Die oberste Vermessungsbehörde bestellt auf Antrag zur Durchführung von Liegenschaftsvermessungen freiberuflich tätige Vermessungsingenieure als Träger eines öffentlichen Amts, soweit das öffentliche Interesse an einem geordneten amtlichen Vermessungswesen nicht entgegensteht.

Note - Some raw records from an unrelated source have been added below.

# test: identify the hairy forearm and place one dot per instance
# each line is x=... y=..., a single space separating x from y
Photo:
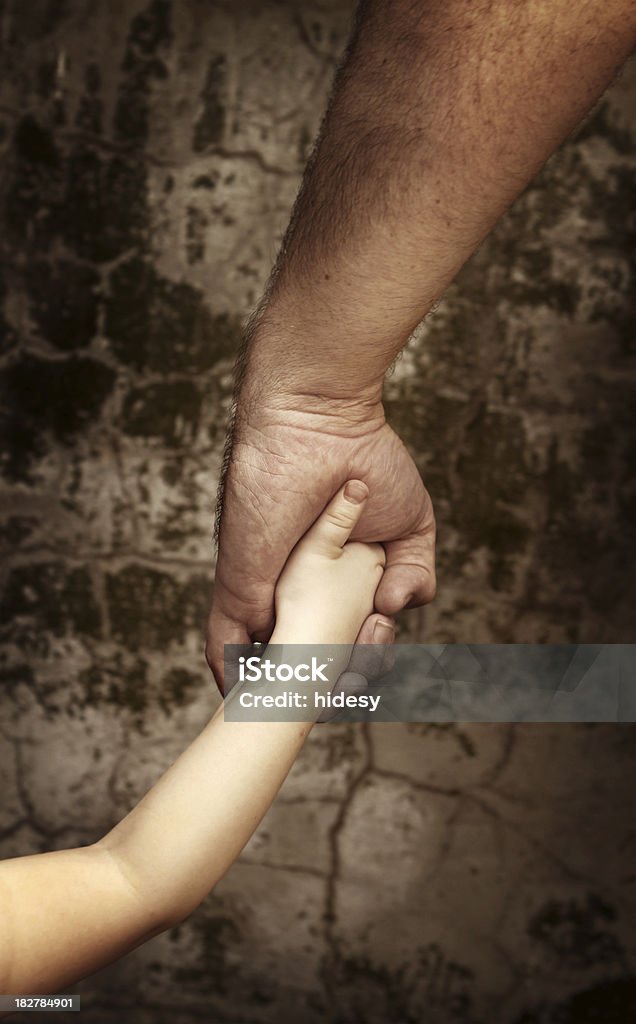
x=439 y=116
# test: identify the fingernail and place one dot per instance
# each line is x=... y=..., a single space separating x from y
x=382 y=632
x=355 y=492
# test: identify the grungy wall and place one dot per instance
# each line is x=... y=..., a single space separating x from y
x=151 y=153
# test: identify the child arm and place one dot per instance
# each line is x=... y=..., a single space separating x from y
x=65 y=914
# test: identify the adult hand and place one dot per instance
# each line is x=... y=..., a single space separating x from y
x=289 y=456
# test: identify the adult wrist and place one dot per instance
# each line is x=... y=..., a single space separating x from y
x=274 y=379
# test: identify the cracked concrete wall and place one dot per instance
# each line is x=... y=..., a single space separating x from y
x=151 y=154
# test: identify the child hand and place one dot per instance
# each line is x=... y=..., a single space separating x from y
x=327 y=588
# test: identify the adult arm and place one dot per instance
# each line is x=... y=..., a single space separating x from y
x=440 y=114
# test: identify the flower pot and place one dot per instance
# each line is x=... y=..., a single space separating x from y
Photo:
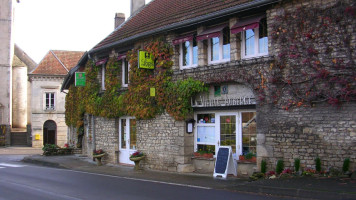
x=137 y=161
x=98 y=158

Es dürfen nur Personen bestellt werden, die die Voraussetzungen nach § 7 Abs. 1 Nr. 1 und 2 des Beamtenstatusgesetzes erfüllen und entweder
die Befähigung für den höheren vermessungstechnischen Verwaltungsdienst erworben haben und danach insgesamt mindestens ein Jahr in nicht unerheblichem Umfang mit der Durchführung von verschiedenartigen Liegenschaftsvermessungen in Baden-Württemberg beschäftigt waren oder
die Befähigung für den gehobenen vermessungstechnischen Verwaltungsdienst erworben haben und danach insgesamt mindestens zwei Jahre in nicht unerheblichem Umfang mit der Durchführung von verschiedenartigen Liegenschaftsvermessungen in Baden-Württemberg beschäftigt waren.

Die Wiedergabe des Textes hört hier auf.